Sure, they need to show more before one spend weeks on that. However, did your quick look reveals that any of these 10 plots that includes 1 maybe-concentric-thing also includes several?
You know, I see why one may expect to see something like that even in random reconstruction, but I don't see why one should expect to always see several when there is at least one. Or do you see a reason?
Don't really see a reason, no.
Basically, I think it just comes down to the physics of the CMB. The most simple model for the CMB is that you have a bunch of waves on the sky, and each wave draws its amplitude from a random Gaussian distribution that only depends upon the wavelength.

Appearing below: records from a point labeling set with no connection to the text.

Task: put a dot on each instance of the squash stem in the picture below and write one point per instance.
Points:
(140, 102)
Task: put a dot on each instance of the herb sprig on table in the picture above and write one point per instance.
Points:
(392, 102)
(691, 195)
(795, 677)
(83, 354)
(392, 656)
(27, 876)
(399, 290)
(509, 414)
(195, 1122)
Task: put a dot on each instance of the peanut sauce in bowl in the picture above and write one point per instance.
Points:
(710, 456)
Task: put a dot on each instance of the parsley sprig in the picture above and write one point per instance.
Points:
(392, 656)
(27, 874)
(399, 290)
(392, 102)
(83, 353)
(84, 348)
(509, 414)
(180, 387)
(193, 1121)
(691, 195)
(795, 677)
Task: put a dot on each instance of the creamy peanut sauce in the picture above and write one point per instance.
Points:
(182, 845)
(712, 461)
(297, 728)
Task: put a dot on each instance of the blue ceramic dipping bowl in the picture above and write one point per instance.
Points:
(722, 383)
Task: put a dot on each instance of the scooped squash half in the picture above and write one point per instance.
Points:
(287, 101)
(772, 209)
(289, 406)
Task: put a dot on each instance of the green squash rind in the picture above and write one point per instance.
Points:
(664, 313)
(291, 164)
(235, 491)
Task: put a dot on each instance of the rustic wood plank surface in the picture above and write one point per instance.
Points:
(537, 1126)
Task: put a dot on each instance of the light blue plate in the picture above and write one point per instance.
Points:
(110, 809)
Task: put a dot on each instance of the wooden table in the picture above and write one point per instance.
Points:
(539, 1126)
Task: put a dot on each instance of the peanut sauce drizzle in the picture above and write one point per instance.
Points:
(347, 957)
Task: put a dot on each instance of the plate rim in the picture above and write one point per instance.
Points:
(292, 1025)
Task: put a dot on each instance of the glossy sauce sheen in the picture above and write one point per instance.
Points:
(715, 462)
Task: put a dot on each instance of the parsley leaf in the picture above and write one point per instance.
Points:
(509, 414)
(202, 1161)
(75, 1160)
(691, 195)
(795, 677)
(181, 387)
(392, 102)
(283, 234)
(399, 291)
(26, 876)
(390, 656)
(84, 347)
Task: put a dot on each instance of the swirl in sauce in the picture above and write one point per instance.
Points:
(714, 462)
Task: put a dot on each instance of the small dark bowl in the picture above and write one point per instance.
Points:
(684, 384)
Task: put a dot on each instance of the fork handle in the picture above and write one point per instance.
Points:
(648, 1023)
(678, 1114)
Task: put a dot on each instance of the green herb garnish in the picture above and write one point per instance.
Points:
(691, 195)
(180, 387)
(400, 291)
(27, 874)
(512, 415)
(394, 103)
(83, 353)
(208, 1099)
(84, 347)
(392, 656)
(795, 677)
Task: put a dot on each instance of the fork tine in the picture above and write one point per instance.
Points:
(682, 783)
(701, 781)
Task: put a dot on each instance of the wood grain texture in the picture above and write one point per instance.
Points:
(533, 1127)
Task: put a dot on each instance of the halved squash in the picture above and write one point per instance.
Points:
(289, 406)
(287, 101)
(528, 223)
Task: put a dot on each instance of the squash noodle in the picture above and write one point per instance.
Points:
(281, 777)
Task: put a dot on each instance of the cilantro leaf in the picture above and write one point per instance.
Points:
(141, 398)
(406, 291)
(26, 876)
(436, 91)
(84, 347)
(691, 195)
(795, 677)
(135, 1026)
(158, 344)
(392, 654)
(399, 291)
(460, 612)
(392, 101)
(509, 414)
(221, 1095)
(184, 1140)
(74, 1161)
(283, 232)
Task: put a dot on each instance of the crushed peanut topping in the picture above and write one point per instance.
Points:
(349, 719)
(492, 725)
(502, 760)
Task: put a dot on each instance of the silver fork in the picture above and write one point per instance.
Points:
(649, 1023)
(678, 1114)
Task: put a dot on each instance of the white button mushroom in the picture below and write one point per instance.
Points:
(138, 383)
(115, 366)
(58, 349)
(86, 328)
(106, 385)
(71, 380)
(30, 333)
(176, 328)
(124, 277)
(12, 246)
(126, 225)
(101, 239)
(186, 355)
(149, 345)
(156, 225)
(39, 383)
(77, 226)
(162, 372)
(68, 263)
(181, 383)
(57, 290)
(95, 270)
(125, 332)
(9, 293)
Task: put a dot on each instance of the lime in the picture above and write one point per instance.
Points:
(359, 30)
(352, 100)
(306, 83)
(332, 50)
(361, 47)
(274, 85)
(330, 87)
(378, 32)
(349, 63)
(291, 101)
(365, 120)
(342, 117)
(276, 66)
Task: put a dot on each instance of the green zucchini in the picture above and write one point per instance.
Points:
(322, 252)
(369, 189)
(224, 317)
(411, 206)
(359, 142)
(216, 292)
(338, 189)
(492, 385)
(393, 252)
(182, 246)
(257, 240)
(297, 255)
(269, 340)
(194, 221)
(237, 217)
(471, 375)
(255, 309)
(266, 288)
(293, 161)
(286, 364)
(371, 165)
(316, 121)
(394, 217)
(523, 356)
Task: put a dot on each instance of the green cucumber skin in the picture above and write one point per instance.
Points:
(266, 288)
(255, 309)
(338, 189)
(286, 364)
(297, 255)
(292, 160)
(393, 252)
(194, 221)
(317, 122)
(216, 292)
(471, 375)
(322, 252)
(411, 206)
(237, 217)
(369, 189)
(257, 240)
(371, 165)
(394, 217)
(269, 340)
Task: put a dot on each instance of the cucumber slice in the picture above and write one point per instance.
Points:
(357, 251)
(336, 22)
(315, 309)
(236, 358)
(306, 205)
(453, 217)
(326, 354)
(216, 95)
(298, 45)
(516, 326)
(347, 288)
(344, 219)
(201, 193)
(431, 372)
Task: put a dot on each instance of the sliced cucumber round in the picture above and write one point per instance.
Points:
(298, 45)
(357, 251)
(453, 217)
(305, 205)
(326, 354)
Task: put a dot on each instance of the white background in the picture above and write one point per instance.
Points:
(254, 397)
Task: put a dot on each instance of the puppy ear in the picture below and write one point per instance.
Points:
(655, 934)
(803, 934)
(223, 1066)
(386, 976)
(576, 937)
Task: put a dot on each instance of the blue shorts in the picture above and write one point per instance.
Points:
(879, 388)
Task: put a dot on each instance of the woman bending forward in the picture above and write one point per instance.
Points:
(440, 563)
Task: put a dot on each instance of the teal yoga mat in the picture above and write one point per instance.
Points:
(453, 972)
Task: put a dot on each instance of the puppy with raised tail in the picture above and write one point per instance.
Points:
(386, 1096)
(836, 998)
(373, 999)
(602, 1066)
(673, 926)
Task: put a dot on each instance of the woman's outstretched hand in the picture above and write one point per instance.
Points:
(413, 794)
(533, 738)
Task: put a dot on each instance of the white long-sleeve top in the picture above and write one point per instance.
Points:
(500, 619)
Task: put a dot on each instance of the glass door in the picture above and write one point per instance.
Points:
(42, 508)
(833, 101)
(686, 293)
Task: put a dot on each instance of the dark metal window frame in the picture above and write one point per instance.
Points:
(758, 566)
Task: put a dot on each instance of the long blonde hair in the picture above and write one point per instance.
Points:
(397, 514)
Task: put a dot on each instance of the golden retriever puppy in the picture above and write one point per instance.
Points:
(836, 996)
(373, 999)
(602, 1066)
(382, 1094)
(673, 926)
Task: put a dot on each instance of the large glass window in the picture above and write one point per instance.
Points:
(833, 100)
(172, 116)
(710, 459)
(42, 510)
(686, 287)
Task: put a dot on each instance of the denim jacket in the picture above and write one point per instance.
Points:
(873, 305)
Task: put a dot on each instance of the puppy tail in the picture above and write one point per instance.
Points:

In mathematical terms, it's the statement that:
P(a_{\ell m}) \propto e^{-a_{\ell m}a^*_{\ell m} \over 2C_\ell}So here's the question: if I have a random distribution where the variables are independent in harmonic space, what does that mean for real space?
Well, as long as C_\ell is non-constant, the real space distribution will also be Gaussian, but highly correlated. The covariance matrix becomes:
\sum_\ell {2\ell + 1 \over 4\pi} C_\ell P_\ell(\cos \theta_{ij})
Here P_\ell(\cos \theta) are the Legendre polynomials. I'm not sure it would be useful to go into detail about what these are, but the most important consideration is this: the entire covariance matrix is just a function of \theta_{ij}. What is this parameter?
This is the angle across the sky between pixel i and pixel j.
This means that different pixels on the sky are very highly correlated, and they are correlated by an amount that depends upon the angle of separation between them. Fundamentally this means that when you're binning up the pixels on the sky, the number of degrees of freedom is much smaller than the number of pixels in the bins. So with fewer random variables to average things out, you expect much larger variations from the expectation based just upon the number of pixels and assuming those pixels are independent.
Furthermore, by looking specifically at circles on the sky, which are a constant angle from some central point, you're exacerbating the visibility of any effect here because all pixels in each ring will have the same amount of correlation with the central pixel.